05:23 Now remember if I'm turning on aldosterone remember what's happening.

05:27 I'm activating my sodium potassium ATPase.

05:29 I'm inserting more sodium and potassium channels in the apical region.

05:32 I am favoring potassium e-flux into that tubular fluid.

05:37 People who have glucocorticoid remediable aldosterone is mm.

05:40 This is one of those things that cause secondary hypertension.

05:43 This is essentially an autosomal dominant disorder that causes ACTH dependent production of aldosterone.

05:49 The bottom line and why it causes hypokalemia, you're turning on aldosterone or you have a mineralocorticoid receptor that is activated and that is going to favor potassium e-flux in the tubular fluid.

06:01 Reno vascular disease, again, one of these secondary hypertension diseases that we have to think about.

06:07 That's due to things like renal artery stenosis that turns on renin due to a decrease in renal artery perfusion.

06:13 Renin will then ultimately lead to aldosterone activation.

06:16 So once again, this is due to aldosterone.

06:19 You can have defects in 11 beta hydroxysteroid dehydrogenase type 2.

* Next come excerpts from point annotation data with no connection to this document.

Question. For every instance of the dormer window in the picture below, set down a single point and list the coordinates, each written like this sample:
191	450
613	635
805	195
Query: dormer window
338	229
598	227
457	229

06:23 This is responsible for converting cortisol to the inactive form corticosterone.

06:28 When that happens.

06:29 Remember what happens cortisol you have if you have excess cortisol hanging around that can activate mineralocorticoid receptors, and when that happens you're going to favor again potassium e-flux into that tubular fluid.

06:41 Black licorice especially European black licorice contains an enzyme that also turns this pathway on so that you cannot convert cortisol to its inactive form.

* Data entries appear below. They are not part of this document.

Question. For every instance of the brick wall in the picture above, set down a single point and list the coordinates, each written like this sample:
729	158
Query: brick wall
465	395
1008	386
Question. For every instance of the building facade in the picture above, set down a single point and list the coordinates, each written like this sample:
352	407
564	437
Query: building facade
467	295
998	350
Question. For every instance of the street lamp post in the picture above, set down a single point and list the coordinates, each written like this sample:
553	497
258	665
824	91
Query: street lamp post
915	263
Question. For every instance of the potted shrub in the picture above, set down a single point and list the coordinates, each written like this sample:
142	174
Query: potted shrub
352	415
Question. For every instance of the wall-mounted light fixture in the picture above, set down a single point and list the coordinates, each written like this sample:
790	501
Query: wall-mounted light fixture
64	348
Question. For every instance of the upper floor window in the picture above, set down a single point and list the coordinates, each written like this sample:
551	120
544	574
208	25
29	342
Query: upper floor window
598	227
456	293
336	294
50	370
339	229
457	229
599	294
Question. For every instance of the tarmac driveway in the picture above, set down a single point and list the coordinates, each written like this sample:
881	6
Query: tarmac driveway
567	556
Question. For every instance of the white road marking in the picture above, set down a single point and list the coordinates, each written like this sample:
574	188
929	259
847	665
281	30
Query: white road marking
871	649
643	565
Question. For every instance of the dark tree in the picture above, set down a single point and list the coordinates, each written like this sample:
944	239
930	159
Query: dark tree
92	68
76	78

06:51 Again, you have mineralocorticoid receptor activation.

06:55 And finally apparent mineralocorticoid excess, again, a similar phenomena, finally, congenital adrenal hyperplasia with 11 beta hydroxylase deficiency has precursors that activate those mineralocorticoid receptors and once again, you have potassium e-flux into that tubular fluid.

07:13 Now another thing to think about when patients present with a metabolic alkalosis hypokalemia, and hypertension is little syndrome.

07:21 Little syndrome is an autosomal dominant disorder and it affects the principal cell.

07:27 So specifically, it works at the epithelial sodium channel presents during adolescence and early adulthood and it is a gain of function mutation in that epithelial sodium channel, which is what I have outlined here.

07:39 You have excessive because of that excessive sodium reabsorption.

07:43 So if I'm reabsorbing and I'm turning on that epithelial sodium channel remember what I'm doing, I am leaving a negative charge behind because chloride always lags behind in its reabsorption.

07:54 So because of that electrical gradient, then I am going to favor potassium e-flux and that Triad of how that patient is going to clinically present is with hypertension a slight metabolic alkalosis and hypokalemia.